San Francisco Bans Happy Meals and Other Fast-Food Meals Served With Toys

The San Francisco Board of Supervisors have approved a ban on Happy Meals and other fast-food servings that fail to meet nutritional standards. While sympathetic to the motivations behind the legislation, I have serious questions over the constitutionality (and logic) of the ban.

For many years, advocates attempted to use tort law to curtail fast-food as a defective product or a nuisance. Like others, I was critical of the use of tort law in those cases. Now, there seems a push to simply try to outlaw such food. Yet, it is hard to see how they can satisfy even the rational basis test under constitutional law. After all, other low nutrition food will be available in a city famous for its Ghirardelli’s chocolate.
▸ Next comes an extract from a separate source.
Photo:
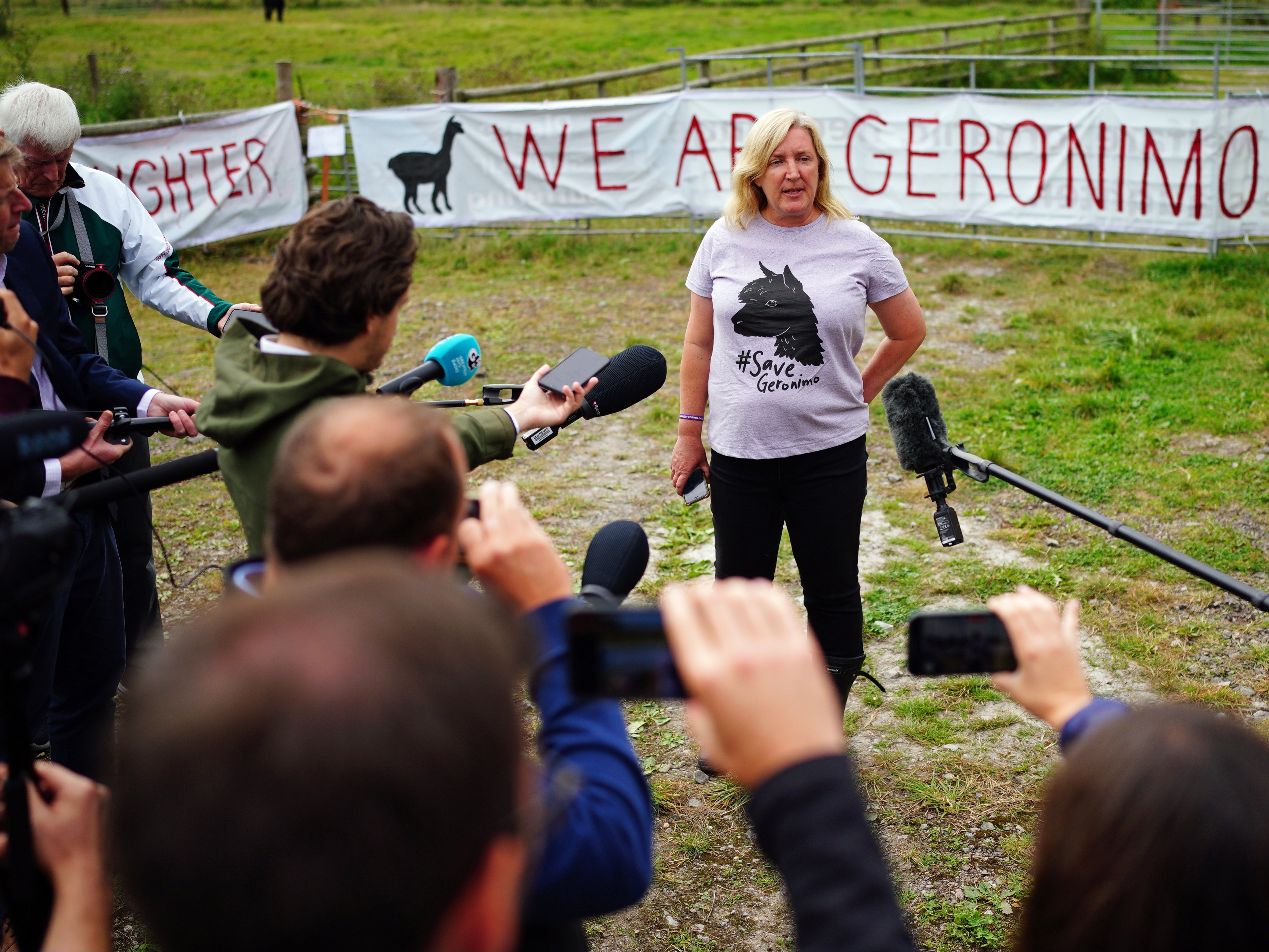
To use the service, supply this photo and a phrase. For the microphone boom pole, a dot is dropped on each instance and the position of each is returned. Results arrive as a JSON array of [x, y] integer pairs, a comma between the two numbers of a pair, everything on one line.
[[979, 469], [922, 445]]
They are simply targeting those chains which give away toys.

Moreover, this denies parents the ultimate say as to what their children eat. Parents may impose a perfectly healthy diet on their children but allow them to eat at McDonald’s once a week or once a month. This is the ultimate expression of patneralistic legislation — taking such decisions from parents. Companies could challenge the law under equal protection, due process, and other constitutional claims.

The government can certainly demand the posting of nutritional information and campaign against such low nutrition foods. It can certainly ban such food from school cafeterias, but this is one bill (in my view) that would not pass constitutional mustard . . . I mean muster.